Out of that work came the Solidarity Fund, “designed as a mutual aid infrastructure for people who are engaging in workplace organizing and activism,” says Jess Kutch, cofounder of Coworker.org and the Solidarity Fund‘s executive director. Funded by tech workers—some of whom have signed up to give recurring donations—for tech workers, the fund gives no-strings-attached monetary stipends and mentorship to workers engaged in some form of workplace organizing. The first funds were dispersed in January 2021, and in the last year, the Fund provided more than 68 workers with stipends, totaling nearly $200,000.

“Workplace activism has evolved quite a bit over the last 20 years,” says Kutch. When she began Coworker, which launched in 2013, the organization focused on providing digital tools like petitions which workers could create to campaign for changes, such as calling on Uber to allow in-app tipping. But workplace activism began to grow and change, with walkouts at places like Google and workers sharing salary transparency spreadsheets.

Coworker.org supported them, providing “know your rights” trainings and promoting petitions, but they realized workers needed more than those digital tools. “Workers are reaching for things more complex than a one-off petition, and in doing so, the stakes are higher,” Kutch says. “They’re up against more, and facing more opposition.” The Solidarity Fund, the winner of the workplace category of Fast Company’s 2022 World Changing Ideas Awards, helps workers both navigate their activism—something many are doing for the first time, and alone—and receive support through those sometimes tumultuous times.

Workers need to apply, and the application asks for people who have been engaged in some sort of activism or organizing in their workplace.

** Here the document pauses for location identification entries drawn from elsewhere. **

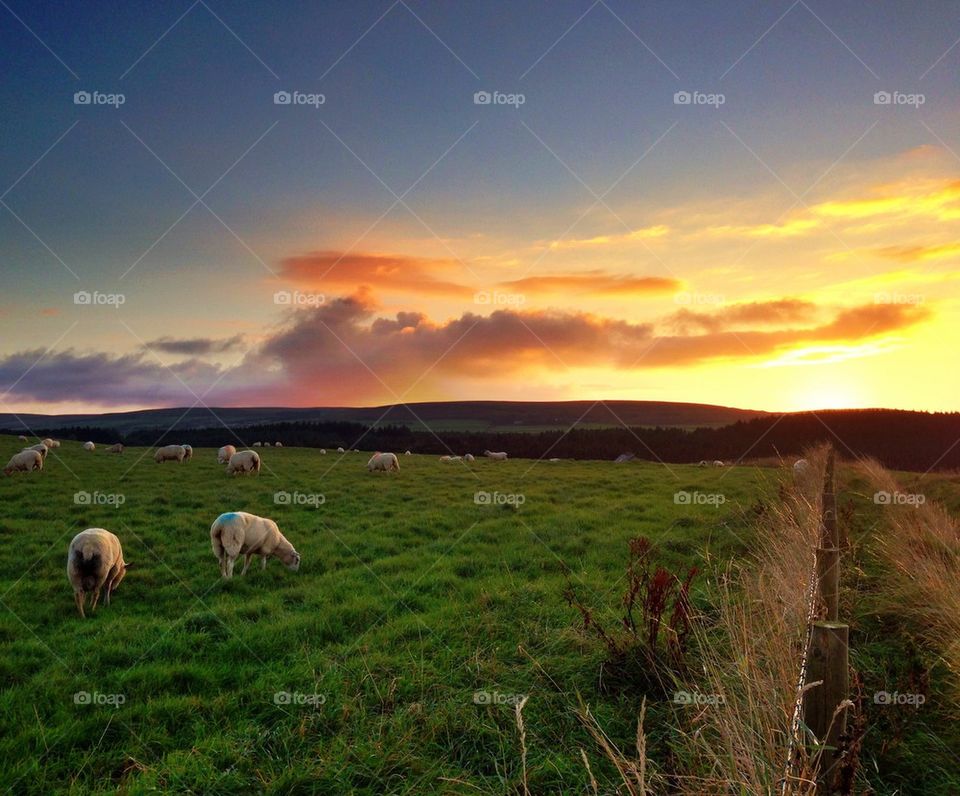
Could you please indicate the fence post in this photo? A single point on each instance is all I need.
(828, 664)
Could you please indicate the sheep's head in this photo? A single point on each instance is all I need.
(290, 559)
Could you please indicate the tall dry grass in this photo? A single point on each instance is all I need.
(751, 655)
(921, 544)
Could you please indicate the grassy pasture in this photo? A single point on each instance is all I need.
(411, 598)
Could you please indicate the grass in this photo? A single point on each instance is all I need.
(413, 602)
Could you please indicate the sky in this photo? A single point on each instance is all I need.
(753, 204)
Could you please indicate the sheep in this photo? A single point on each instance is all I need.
(383, 462)
(39, 448)
(244, 462)
(170, 453)
(238, 533)
(24, 462)
(95, 560)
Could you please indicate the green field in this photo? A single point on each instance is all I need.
(411, 599)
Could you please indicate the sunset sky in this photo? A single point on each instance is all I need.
(787, 240)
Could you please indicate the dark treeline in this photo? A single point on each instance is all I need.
(901, 440)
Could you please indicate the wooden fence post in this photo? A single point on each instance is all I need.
(827, 663)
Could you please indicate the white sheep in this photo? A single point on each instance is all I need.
(24, 462)
(383, 462)
(238, 533)
(39, 448)
(244, 462)
(95, 560)
(170, 453)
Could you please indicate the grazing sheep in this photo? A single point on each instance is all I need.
(244, 462)
(95, 560)
(39, 448)
(24, 462)
(170, 453)
(237, 533)
(383, 462)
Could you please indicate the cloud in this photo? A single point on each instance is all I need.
(333, 270)
(195, 346)
(595, 283)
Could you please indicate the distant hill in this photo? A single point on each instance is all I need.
(490, 416)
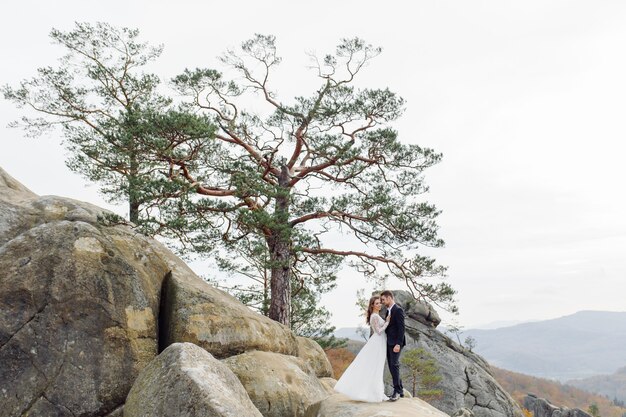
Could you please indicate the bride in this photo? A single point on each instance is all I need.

But the fund is open to all sorts of tech workers—from software engineers to ride-share drivers—and the funds can be used in a variety of ways. Some have used the stipend to hire graphic designers to make pamphlets that educated their coworkers on the burdens of “megacycle shifts,” extra-long shifts that are mandatory at Amazon during busy times, and other funds went to provide workers with rides home from those shifts, because they ended so late it often wasn’t safe for people to take public transportation alone.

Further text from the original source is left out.